FORMULA USED $s=ut+\dfrac{1}{2}a{{t}^{2}}$,$v=u+at$
Where, $s$→ displacement in time ‘$t$’
$u$ → initial velocity
$v$ → final velocity
$a$ → acceleration

Complete Step by Step solution
Given, $u=4{}^{m}/{}_{s}$ (initial velocity in horizontal direction)
$t=0.4s$(time after the ball hits the ground)
So, acceleration will be due to the gravity i.e $a=g=10m{{s}^{-2}}$
First checking for option (a): Using kinematic equation of motion,
$s=ut+\dfrac{1}{2}a{{t}^{2}}$
For horizontal distance, ${{s}_{x}}={{u}_{x}}t$ [a=0 because velocity is constant in x-direction]
= 4 x 0.4
= 1.6m
So, our option (a) is correct.
Now, checking for option (b): $v=u+at$ (Kinematic Equation of Motion)
Initial velocity $u=0$in y-direction as the ball is rolled off on a horizontal table.
So, $v=at$
= 10 x 0.4
= $4{}^{m}/{}_{s}$
So, the speed with which the ball hits the ground is$4m{{s}^{-1}}$. So, Option (b) is also correct.
Now, we will check for option (c): For height of the table, we need to find out the vertical displacement.

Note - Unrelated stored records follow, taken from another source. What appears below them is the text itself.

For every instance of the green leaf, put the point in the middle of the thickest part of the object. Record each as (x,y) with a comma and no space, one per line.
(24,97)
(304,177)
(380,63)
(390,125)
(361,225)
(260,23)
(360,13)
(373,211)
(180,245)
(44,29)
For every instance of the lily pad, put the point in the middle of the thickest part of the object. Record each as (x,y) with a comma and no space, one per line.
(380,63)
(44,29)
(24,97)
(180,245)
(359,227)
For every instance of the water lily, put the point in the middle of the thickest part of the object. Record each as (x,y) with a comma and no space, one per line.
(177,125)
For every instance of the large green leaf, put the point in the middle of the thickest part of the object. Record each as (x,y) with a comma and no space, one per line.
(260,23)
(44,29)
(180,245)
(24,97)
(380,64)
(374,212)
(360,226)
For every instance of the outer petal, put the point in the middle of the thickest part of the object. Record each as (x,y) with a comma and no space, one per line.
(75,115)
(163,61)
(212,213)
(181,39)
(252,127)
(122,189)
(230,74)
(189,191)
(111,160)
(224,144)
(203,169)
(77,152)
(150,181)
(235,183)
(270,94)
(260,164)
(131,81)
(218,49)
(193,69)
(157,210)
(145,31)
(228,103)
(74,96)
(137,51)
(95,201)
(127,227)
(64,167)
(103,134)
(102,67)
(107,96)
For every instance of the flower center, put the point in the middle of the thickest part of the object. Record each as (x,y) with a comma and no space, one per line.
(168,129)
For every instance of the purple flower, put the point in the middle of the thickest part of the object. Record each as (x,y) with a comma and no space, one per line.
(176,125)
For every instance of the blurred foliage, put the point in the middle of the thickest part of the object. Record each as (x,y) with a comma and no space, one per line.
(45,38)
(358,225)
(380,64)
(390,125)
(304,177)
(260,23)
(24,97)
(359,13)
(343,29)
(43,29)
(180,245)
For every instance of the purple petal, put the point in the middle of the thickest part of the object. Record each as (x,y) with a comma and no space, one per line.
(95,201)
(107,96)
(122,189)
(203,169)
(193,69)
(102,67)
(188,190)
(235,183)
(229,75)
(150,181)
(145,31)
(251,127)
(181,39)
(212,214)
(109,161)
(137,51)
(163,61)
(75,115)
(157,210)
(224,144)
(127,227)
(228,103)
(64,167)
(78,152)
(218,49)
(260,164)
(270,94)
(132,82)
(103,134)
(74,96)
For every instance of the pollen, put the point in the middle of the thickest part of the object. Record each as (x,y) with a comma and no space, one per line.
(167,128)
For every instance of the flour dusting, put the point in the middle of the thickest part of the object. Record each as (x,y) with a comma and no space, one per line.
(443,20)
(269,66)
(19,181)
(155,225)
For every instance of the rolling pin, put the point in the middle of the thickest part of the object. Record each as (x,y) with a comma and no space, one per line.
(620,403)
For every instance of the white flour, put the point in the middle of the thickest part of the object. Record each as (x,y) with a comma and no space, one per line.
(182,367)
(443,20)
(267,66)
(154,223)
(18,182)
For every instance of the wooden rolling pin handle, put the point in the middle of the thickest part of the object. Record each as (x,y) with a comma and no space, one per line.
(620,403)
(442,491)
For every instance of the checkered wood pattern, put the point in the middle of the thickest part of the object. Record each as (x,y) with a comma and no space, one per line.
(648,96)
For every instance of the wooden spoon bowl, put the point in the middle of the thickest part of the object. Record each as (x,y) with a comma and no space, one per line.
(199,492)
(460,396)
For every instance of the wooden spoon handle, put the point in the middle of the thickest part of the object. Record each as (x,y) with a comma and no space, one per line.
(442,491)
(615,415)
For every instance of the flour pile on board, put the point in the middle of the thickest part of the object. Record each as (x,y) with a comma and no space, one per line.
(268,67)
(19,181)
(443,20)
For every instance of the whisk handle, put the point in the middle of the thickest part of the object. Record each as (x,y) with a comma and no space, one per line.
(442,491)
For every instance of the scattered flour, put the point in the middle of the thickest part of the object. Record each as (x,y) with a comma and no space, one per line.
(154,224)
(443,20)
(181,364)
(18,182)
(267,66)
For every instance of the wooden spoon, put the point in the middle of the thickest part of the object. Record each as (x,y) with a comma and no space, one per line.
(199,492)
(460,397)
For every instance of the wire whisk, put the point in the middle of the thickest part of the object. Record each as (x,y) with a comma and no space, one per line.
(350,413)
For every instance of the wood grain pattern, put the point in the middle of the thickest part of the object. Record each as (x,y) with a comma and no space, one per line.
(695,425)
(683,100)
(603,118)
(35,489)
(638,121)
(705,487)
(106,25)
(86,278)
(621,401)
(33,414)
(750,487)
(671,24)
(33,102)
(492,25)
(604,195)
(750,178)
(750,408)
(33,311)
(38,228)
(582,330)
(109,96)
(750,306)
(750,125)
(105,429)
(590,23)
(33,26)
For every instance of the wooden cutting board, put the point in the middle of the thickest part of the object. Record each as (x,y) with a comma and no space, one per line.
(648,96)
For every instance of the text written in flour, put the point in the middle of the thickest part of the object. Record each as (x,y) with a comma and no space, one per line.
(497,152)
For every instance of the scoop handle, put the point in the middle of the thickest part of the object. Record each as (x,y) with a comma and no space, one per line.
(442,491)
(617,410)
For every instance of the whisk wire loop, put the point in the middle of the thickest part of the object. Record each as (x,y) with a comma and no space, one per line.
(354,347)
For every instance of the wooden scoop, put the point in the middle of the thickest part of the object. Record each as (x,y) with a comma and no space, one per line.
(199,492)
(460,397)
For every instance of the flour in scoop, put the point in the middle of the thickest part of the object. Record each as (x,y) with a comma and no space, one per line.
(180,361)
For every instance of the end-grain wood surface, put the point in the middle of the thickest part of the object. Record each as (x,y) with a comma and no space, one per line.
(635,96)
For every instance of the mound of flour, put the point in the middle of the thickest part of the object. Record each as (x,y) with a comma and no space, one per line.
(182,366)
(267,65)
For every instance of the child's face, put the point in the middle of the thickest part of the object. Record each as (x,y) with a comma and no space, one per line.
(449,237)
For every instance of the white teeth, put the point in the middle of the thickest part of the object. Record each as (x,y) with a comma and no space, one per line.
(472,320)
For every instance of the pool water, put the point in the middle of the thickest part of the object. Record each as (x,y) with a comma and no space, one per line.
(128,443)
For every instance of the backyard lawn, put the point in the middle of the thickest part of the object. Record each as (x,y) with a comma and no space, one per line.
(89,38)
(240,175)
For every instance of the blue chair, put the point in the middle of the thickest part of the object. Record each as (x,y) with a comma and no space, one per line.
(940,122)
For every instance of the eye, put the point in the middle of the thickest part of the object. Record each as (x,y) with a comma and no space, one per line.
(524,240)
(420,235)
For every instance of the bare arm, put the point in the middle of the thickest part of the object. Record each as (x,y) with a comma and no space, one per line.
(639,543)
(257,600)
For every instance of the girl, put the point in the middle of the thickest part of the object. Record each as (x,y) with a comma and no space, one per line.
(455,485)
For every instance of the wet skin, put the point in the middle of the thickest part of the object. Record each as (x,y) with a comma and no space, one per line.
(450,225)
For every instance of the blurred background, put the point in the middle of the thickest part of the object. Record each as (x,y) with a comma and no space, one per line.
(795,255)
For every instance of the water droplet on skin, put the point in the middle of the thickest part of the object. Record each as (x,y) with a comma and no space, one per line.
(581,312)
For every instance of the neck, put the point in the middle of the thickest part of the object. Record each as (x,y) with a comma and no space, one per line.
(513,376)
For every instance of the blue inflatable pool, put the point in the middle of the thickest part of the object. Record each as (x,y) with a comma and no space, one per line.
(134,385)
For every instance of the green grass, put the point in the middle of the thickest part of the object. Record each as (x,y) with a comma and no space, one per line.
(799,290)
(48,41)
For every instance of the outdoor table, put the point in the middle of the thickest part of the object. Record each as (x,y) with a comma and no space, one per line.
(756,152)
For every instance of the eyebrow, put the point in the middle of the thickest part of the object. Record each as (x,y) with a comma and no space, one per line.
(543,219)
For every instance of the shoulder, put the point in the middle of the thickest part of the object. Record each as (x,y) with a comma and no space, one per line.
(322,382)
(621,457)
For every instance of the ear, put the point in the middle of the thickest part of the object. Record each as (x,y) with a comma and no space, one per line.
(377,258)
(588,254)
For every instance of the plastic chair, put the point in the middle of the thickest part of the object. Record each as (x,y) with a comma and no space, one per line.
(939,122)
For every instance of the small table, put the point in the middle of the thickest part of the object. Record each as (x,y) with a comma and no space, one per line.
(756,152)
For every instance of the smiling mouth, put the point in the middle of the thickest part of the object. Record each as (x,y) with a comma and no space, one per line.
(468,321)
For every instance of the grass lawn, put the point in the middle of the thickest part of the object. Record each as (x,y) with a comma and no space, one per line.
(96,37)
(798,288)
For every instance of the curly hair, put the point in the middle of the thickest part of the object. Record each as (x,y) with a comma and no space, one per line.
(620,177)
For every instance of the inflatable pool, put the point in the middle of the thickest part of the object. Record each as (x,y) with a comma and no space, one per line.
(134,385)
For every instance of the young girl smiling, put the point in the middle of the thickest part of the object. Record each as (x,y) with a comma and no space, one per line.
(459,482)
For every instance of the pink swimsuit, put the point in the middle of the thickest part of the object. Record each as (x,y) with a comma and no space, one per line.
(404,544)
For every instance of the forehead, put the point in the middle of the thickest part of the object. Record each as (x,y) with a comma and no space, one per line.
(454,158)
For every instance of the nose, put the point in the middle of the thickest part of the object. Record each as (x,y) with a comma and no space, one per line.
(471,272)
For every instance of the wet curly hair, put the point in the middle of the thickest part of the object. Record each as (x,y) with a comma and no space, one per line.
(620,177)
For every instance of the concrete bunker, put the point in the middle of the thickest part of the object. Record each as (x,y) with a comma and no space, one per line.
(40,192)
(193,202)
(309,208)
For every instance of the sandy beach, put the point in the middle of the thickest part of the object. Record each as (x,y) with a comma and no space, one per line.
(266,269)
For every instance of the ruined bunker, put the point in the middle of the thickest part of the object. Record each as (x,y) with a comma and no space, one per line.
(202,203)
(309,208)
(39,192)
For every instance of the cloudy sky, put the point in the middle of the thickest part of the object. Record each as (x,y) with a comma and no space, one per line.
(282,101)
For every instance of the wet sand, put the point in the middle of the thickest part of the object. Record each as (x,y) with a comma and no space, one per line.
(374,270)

So, using kinematic equation of motion, $s=ut+\dfrac{1}{2}a{{t}^{2}}$
$s=0+\dfrac{1}{2}a{{t}^{2}}$
$u=0$for y-direction or vertical initial velocity is zero.
So, $s=\dfrac{1}{2}\times 10\times {{(0.4)}^{2}}$
= 5 x 0.16
= 0.8 m
So, the height of the table is 0.8m. So, option (c) is also correct.
Now, for option (d): Since, velocity in horizontal direction = $4m{{s}^{-1}}$and velocity in vertical direction is also$4m{{s}^{-1}}$. So the angle formed by the ball when it hits the ground is ${{45}^{\circ }}$to both the vertical and horizontal. So, option (d) is incorrect.

So, finally the correct options are (a), (b) and (c).